MGCS are a group of diseases where tissue injuries are not due to the expansion of clonal malignant ce"lls but to the pathogenic activities of the MIg.5  As in other MGCS, for example, AL amyloidosis, where 40% of patients have a smoldering myeloma, a significant proportion (36%) of patients in this series have a hematologic malignancy, mainly Waldenström macroglobulinemia or low-grade B-cell lymphoma, a fact not described in the 2001 series of 18 patients.2  These hematologic diseases usually do not have a high tumor mass and are diagnosed at a younger age than in patients with the same hematologic malignancy but without MGCS. This early diagnosis is probably due to the symptoms caused by the MGCS. In CANOMAD/CANDA, the median age is 62 years, younger than the 70 found in Waldenström macroglobulinemia.
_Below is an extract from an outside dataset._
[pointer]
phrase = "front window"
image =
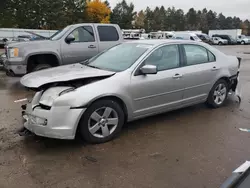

As mentioned earlier, the neuropathy does not seem to be more severe in patients with hematologic malignancies.

The most important part of this paper is probably the data on management. It clearly demonstrates that IV immunoglobulins (IVIGs) and rituximab-based regimens are effective with 50% to 60% clinical responses and that corticosteroids and immunosuppressive therapies are useless. IVIGs seem to be effective in MGCS because of a proved or putative autoantibody mechanism like in necrobiotic xanthogranuloma, systemic capillary leak syndrome, or scleromyxedema.5  IVIGs are efficient in CANOMAD/CANDA but not in anti-MAG neuropathy, where intramyelin IgM deposits are a hallmark of the disease.

However, IVIGs usually have only a temporary action, and as in other MGCS (Schnitzler syndrome being the exception because of the impressive efficacy of anti–IL-1 antibodies), a secondary treatment, which targets the B-cell clone producing the toxic MIg, is often necessary.5,8  CANOMAD/CANDA is associated with a monoclonal IgM, and the use of rituximab alone or associated with other agents is logical, assuming that the B-cell clone expresses CD20, even if, as in other MGCS, the nature of the responsible clone must, whenever possible, be precisely characterized. Le Cann et al proposed a functional algorithm with first IVIG and then a rituximab-based regimen for nonresponding or early relapsing patients. Several questions remain on the best time to introduce rituximab, on the role of the new treatments targeting B-cell proliferation, such as BTK and BCL2 inhibitors, and also on whether the intensity of treatment should be adapted to the disease’s severity.

Conflict-of-interest disclosure: The author declares no competing financial interests.